Goldman Sachs a relevé son objectif de cours sur ASML Holding N.V. (NASDAQ: ASML) à 1 600 €, affirmant que le marché sous-estime le rôle critique du géant des équipements semi-conducteurs dans le déploiement de l'intelligence artificielle.
« ASML se traite actuellement avec une légère décote par rapport à ses pairs mondiaux de l'équipement de semi-conducteurs, alors qu'elle s'échangeait historiquement avec une prime d'environ 20 % », a noté Goldman Sachs dans son rapport. La banque a maintenu sa recommandation d'achat, jugeant la valorisation actuelle injustifiée compte tenu du quasi-monopole d'ASML dans la lithographie aux ultraviolets extrêmes (EUV) et de l'accélération de la croissance liée à l'IA.
Le nouvel objectif de 1 600 €, contre 1 570 € auparavant, suggère un potentiel de hausse d'environ 22 % par rapport au cours récent de 1 308,20 €. La thèse haussière de Goldman repose sur trois moteurs fondamentaux que le marché sous-estimerait : la demande soutenue en IA dopant les ventes d'outils EUV, les inefficacités de fabrication dues à la diversification mondiale des usines nécessitant davantage d'équipements, et la croissance continue du nombre de couches EUV nécessaires pour les puces avancées.
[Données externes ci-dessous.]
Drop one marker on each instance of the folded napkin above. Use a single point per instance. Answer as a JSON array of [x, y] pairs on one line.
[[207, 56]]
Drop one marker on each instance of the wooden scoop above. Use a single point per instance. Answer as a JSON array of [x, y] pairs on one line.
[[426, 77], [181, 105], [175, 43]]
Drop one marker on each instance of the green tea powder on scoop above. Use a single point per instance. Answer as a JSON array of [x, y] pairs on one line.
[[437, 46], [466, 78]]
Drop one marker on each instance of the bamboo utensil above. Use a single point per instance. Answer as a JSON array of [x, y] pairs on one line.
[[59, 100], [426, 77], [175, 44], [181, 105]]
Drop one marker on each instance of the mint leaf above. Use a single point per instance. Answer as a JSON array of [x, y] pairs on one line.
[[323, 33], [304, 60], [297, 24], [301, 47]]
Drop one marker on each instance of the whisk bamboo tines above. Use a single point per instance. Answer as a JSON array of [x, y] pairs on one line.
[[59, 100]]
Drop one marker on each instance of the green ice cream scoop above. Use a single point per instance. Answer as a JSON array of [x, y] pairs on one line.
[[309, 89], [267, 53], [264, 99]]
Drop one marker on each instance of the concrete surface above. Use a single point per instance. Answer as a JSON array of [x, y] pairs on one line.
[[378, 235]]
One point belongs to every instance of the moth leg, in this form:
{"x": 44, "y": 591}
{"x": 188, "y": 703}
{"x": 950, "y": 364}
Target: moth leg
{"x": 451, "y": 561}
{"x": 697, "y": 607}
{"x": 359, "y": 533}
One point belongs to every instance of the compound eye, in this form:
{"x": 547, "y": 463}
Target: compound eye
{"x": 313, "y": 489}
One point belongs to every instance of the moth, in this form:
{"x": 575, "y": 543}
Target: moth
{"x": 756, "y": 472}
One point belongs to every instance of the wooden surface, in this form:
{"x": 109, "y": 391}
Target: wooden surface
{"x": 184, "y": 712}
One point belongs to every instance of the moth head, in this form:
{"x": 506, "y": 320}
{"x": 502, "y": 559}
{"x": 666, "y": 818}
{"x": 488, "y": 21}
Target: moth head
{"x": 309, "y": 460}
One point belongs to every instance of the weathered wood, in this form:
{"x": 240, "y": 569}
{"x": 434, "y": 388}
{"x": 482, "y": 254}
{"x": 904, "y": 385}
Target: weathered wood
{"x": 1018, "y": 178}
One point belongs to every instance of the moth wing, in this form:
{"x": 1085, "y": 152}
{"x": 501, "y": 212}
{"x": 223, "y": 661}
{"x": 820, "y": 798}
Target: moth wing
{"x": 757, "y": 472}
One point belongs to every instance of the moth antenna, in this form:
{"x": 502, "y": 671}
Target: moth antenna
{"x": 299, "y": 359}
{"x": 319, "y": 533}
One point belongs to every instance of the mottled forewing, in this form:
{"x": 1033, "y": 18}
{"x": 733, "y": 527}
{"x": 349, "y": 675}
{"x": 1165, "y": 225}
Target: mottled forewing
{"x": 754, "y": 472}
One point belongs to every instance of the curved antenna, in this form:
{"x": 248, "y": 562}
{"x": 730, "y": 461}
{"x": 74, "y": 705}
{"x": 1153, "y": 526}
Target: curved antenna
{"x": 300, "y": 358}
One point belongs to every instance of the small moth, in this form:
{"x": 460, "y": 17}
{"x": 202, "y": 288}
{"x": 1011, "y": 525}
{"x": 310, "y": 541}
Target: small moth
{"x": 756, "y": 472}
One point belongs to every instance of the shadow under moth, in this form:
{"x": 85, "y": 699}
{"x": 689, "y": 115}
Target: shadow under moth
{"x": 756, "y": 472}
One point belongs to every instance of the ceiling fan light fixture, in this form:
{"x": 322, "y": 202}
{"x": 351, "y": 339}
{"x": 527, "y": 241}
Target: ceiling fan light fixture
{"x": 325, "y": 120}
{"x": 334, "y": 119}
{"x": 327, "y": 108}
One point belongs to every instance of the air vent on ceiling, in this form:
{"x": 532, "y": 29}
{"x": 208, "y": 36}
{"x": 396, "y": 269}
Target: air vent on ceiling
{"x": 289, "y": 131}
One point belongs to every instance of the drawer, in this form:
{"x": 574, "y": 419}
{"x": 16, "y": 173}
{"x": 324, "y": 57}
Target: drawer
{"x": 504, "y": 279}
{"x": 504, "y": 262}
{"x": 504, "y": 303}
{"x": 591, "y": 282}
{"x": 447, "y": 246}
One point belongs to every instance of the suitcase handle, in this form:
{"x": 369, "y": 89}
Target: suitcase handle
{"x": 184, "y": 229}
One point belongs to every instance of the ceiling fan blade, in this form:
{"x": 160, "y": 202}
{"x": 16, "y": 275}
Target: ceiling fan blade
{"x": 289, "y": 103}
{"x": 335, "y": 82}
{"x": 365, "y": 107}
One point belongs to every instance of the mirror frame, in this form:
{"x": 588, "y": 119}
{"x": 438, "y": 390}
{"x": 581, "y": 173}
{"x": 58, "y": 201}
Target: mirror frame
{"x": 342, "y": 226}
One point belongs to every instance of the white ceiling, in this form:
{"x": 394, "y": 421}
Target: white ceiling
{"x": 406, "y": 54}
Cependant, cet objectif optimiste intervient alors qu'ASML navigue entre d'importants vents contraires. L'action a déjà progressé de 91 % au cours de l'année écoulée, et l'entreprise fait face à des défis, notamment un retard dans l'adoption de ses machines de nouvelle génération par son plus gros client, Taiwan Semiconductor Manufacturing Co., ainsi que des risques géopolitiques qui pourraient interrompre les ventes d'équipements plus anciens à la Chine.
Demande d'IA et indicateurs financiers
Goldman Sachs a souligné la résilience des dépenses d'investissement des fournisseurs de cloud comme un indicateur clé de la demande future. La banque prévoit que les dépenses mondiales en équipements de fabrication de plaquettes atteindront 186 milliards de dollars en 2027, une augmentation significative par rapport aux estimations précédentes. Ces dépenses sont dictées par le besoin urgent de construire des centres de données d'IA, qui reposent sur des puces avancées produites par les machines d'ASML.
Au premier trimestre 2026, ASML a publié un bénéfice net de 2,8 milliards d'euros pour un chiffre d'affaires de 8,8 milliards d'euros. Toutefois, la société a projeté un léger ralentissement avec un chiffre d'affaires prévisionnel pour le deuxième trimestre d'environ 8,7 milliards d'euros et une marge brute de 51,5 %, suggérant que les pressions sur les coûts pourraient être un facteur.
Des risques croissants
Deux risques majeurs tempèrent ces perspectives haussières. Premièrement, TSMC a annoncé qu'il retarderait le déploiement des nouveaux systèmes EUV « High-NA » d'ASML, choisissant de s'appuyer sur la technologie existante pour son prochain nœud. Cela perturbe le calendrier d'une source de revenus de nouvelle génération cruciale pour ASML.
Deuxièmement, les tensions commerciales croissantes pourraient conduire à une interdiction américaine des ventes de systèmes de lithographie aux ultraviolets profonds (DUV) plus anciens à la Chine. Les ventes à la Chine représentaient 19 % du chiffre d'affaires d'ASML au premier trimestre, contre 33 % un an plus tôt. Les analystes estiment qu'une interdiction totale pourrait effacer environ 5 % du chiffre d'affaires total de l'entreprise.
L'objectif de cours actualisé signale la confiance de Goldman Sachs dans le fait que le puissant vent arrière de l'IA l'emportera finalement sur les risques liés aux retards des clients et à la géopolitique. Les investisseurs surveilleront de près le prochain rapport sur les résultats de la société pour voir si les marges peuvent résister aux pressions concurrentielles.
Cet article est fourni à titre indicatif uniquement et ne constitue pas un conseil en investissement.